How to generate a synthetic video by an audio and an image?

dc3ea9f / vico_challenge_baseline

http://vico-challenge.github.io/

86 stars 12 forks source link

How to generate a synthetic video by an audio and an image? #14

Closed NoHateAnymore closed 2 years ago

NoHateAnymore commented 2 years ago

Hi, thanks for your working. But I didn't see how to generate a synthetic video by an audio and an image, how to do it plz.

NoHateAnymore commented 2 years ago

or how to use test data?

dc3ea9f commented 2 years ago

You can use the inference code to get target 3DMMs and then use the PIRender to convert 3DMMs to video.

NoHateAnymore commented 2 years ago

You can use the inference code to get target 3DMMs and then use the PIRender to convert 3DMMs to video.
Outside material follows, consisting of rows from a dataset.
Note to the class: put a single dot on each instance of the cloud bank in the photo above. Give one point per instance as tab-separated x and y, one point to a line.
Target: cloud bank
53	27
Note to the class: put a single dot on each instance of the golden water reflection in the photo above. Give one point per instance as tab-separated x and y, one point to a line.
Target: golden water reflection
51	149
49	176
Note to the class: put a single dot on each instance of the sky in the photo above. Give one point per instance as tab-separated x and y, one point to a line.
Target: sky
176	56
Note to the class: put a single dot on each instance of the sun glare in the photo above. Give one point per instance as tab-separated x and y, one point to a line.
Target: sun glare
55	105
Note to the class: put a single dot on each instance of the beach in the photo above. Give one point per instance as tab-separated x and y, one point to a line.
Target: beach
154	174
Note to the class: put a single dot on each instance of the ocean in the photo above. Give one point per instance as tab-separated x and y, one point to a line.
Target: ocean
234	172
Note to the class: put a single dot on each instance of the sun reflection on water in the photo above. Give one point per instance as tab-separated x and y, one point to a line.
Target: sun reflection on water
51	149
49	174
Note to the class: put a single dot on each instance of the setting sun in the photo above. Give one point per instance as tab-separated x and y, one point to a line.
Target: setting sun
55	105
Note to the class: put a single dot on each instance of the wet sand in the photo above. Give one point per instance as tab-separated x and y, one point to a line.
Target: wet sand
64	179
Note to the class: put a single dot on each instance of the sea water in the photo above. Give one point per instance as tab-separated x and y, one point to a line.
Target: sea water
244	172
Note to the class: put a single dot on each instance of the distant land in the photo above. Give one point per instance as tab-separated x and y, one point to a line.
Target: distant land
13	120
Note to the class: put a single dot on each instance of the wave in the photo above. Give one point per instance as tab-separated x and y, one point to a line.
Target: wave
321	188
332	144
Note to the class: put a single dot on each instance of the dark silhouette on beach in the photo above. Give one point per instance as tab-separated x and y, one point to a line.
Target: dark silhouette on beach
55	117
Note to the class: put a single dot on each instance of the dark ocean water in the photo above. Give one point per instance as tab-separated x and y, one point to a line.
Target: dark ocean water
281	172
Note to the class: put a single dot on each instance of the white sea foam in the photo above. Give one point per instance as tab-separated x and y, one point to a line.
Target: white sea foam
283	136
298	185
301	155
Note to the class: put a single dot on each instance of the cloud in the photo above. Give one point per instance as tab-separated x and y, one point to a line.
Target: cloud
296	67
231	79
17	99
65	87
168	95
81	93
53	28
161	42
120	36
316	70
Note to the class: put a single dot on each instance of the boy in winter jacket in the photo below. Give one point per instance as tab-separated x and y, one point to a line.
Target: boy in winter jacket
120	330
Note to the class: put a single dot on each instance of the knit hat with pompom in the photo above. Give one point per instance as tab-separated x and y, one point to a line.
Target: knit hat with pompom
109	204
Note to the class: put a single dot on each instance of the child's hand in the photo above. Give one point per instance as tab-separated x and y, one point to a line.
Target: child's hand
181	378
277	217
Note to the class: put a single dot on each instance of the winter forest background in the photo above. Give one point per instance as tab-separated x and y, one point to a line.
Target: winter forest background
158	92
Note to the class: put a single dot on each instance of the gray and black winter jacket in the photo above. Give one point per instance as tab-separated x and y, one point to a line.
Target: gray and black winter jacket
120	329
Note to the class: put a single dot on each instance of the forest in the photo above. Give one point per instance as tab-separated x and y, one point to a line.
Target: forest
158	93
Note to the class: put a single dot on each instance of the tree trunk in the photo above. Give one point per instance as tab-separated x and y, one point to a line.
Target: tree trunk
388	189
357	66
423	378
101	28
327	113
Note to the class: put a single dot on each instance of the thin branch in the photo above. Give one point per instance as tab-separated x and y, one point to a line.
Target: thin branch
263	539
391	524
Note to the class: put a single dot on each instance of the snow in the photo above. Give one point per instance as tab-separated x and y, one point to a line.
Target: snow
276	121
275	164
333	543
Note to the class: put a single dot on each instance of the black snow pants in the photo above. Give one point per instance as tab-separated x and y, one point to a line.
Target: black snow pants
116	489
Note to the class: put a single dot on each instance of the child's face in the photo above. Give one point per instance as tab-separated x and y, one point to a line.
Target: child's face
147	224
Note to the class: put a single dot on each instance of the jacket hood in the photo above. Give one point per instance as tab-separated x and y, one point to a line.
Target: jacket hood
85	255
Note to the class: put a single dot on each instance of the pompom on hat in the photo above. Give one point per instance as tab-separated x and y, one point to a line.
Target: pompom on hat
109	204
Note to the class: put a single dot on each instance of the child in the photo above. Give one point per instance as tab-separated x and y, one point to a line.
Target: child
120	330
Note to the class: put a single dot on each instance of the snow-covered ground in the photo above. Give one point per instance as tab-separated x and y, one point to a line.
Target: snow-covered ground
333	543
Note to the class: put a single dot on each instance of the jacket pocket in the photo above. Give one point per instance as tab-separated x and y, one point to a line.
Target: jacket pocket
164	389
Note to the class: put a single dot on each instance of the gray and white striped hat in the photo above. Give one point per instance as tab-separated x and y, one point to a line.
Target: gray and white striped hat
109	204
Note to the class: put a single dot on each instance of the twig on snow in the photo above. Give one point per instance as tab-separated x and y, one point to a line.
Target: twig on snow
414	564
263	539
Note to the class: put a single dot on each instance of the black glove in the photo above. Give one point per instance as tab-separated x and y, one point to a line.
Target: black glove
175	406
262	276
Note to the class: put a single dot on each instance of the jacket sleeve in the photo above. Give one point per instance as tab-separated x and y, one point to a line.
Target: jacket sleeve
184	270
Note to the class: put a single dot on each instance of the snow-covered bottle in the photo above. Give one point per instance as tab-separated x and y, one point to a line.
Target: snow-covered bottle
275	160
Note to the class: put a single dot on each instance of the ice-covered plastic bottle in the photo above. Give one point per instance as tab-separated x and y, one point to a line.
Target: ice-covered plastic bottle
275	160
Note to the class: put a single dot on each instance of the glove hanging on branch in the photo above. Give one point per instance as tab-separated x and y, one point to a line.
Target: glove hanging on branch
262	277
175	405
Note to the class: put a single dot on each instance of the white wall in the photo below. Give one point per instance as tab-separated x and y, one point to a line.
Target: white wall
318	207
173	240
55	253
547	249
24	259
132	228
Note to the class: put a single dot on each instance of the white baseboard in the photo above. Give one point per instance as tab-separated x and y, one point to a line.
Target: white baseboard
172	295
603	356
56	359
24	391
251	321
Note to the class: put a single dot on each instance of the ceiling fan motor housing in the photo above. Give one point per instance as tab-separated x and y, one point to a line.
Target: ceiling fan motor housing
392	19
Thank you for response. I got 3DMMs by python eval.py \ --batch_size 4 \ --output_path saved/baseline_speaker_E500 \ --resume saved/baseline_speaker/checkpoints/Epoch_500.bin \ --task speaker

But in #prepare vox lmdb# step, I ran python scripts/prepare_vox_lmdb.py \ --path ../../data/listening_head/videos/ \ --coeff_3dmm_path ../vico/saved/baseline_speaker_E500/recon_coeffs/ \ --out ../vico/saved/baseline_speaker_E500/vox_lmdb/

Do I just need to change the path to image path?

dc3ea9f commented 2 years ago

you can generate a fake video by duplicating image to len(mfcc), and use that video to create vox_lmdb for visualization. For more details, please refer to PIRender.

NoHateAnymore commented 2 years ago

you can generate a fake video by duplicating image to len(mfcc), and use that video to create vox_lmdb for visualization. For more details, please refer to PIRender.

I got it. Thank you!!!!!!!!!!!!!!!!!!!!!!!!

yogeshchandrasekharuni commented 1 year ago

Hey @Minghy, assuming you already worked on this issue, can you please provide a notebook/script with inference? Thank you!

yogeshchandrasekharuni commented 1 year ago

you can generate a fake video by duplicating image to len(mfcc), and use that video to create vox_lmdb for visualization. For more details, please refer to PIRender.

Can you please elaborate what you mean by duplicating an input image to len(mfcc)? If I have a portrait image of the person that is to speak the utterance, what can I do?